Most criticism of the fiscal package have centered on its impotence: consumption smoothing agents will make it moot or it’s effects won’t be seen in time to make a difference. So we’ve all been talking about multipliers. There’s a possibility, though, that the stimulus actually does harm:
Stimulus plans that bailout the financial and auto sector will influence innovation and reallocation. Reallocation may particularly suffer if the stimulus plans lock in factors in low-productivity sectors and activities. Market signals suggest that labour and capital should be reallocated away from, for example, the Detroit Big Three and highly skilled labour should be reallocated away from the financial industry towards more innovative sectors. Halted reallocation will also mean halted innovation.

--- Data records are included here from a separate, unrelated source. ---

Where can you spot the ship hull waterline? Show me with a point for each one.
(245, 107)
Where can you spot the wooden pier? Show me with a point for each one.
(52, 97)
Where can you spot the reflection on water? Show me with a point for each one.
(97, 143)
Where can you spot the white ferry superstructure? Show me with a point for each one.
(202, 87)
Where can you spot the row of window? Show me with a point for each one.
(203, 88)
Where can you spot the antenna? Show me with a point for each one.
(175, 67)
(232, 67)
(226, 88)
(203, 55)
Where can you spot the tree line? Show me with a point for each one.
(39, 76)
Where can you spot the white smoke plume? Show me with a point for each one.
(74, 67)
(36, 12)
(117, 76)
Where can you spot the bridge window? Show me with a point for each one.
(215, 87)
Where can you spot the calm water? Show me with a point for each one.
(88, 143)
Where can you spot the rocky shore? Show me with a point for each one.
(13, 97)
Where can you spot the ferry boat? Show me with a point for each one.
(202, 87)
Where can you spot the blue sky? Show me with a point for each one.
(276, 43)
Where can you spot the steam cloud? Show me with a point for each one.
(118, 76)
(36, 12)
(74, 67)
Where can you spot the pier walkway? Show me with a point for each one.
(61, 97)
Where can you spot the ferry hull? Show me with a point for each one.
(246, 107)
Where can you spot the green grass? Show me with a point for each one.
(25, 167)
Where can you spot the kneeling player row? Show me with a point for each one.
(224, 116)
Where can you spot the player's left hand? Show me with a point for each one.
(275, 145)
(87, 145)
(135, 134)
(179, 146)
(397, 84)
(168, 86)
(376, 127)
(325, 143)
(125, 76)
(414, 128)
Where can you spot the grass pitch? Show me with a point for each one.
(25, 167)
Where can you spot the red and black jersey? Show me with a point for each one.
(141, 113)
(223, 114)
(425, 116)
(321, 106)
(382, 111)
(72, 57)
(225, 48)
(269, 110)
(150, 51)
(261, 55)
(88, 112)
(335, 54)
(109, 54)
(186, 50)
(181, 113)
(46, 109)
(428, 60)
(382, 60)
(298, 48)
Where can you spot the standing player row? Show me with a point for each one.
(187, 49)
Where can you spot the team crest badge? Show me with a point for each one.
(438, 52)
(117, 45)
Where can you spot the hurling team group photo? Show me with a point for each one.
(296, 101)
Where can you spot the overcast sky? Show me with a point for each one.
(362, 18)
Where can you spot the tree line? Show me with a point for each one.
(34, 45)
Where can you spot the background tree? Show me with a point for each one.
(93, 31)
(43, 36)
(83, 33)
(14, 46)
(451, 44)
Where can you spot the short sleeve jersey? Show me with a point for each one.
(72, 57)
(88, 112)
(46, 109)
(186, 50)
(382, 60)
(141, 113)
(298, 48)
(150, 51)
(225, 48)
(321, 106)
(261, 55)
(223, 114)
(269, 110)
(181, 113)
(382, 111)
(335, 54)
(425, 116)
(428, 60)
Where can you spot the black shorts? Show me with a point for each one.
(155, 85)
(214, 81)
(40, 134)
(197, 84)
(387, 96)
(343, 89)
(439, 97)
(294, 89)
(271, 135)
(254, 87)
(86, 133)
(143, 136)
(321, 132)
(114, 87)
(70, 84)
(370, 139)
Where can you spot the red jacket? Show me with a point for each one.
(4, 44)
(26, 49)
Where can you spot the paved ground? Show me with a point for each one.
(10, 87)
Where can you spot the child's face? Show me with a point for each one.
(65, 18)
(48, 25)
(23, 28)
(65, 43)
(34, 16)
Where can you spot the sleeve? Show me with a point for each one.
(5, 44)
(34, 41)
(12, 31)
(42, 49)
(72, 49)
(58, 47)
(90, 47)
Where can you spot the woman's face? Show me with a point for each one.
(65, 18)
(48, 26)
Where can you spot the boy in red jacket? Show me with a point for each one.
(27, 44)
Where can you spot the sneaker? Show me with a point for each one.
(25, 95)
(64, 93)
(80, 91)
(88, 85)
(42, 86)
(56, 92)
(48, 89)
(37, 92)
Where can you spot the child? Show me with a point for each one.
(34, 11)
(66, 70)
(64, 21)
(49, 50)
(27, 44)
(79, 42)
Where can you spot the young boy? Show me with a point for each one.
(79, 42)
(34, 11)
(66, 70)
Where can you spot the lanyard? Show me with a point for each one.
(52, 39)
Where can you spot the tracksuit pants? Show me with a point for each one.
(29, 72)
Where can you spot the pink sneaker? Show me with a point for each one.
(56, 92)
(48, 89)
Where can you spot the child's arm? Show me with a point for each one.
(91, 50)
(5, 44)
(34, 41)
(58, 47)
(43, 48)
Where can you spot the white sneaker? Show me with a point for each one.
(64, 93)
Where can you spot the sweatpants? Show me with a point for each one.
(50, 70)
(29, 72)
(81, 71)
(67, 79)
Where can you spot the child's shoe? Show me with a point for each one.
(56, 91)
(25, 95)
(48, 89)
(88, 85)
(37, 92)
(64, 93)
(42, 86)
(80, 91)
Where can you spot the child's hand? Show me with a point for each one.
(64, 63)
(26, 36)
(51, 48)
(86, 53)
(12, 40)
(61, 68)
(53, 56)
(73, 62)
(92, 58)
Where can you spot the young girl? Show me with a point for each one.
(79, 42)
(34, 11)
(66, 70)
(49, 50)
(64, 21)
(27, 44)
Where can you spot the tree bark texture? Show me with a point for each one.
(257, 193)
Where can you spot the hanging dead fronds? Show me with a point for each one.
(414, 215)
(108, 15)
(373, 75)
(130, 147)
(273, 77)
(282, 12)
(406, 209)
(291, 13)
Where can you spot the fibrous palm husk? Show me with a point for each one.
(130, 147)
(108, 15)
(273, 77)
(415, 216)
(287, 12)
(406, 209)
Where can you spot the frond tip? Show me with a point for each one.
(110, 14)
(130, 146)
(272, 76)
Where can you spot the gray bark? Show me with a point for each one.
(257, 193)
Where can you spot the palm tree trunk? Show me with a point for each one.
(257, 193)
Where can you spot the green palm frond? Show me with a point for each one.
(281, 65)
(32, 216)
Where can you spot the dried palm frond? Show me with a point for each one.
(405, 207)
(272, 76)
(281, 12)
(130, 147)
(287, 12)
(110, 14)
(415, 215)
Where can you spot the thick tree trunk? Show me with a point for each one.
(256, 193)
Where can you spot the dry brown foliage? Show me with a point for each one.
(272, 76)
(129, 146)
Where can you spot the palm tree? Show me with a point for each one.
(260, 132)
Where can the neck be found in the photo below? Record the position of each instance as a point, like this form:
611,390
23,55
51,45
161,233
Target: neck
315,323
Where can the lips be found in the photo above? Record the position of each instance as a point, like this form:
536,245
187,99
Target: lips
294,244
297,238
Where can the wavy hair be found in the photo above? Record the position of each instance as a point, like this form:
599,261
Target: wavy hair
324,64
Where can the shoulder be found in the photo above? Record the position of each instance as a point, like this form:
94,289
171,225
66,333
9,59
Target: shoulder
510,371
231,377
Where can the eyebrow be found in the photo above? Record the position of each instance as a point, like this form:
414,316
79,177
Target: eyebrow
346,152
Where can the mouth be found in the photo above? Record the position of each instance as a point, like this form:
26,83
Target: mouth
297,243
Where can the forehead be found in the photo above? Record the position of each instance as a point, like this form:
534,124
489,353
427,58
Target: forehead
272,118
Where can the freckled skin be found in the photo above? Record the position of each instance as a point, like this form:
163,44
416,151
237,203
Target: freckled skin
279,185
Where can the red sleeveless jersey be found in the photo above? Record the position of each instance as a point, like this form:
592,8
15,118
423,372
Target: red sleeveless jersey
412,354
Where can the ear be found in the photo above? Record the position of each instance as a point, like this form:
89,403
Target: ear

Not only are we saddling future generations with debt, but we may be making them poorer than they might otherwise have been. Economic efficiency is generated through sectoral reallocation and efficiency creates growth. Even small reductions in efficiency have huge effects in the long run. For example, suppose the fiscal stimulus solidifies the expectation that big firms are too big to fail. This will cause too many resources to be allocated to big, established firms where innovation isn’t as hectic. Even if this has a small growth effect — let’s say it reduces growth rates by 0.3% — it only takes a generation for this swamp out the size of the additional debt created by the stimulus package.
As we saw in the global warming debates, this point is almost impossible to get across. Future growth is particularly intangible for most people.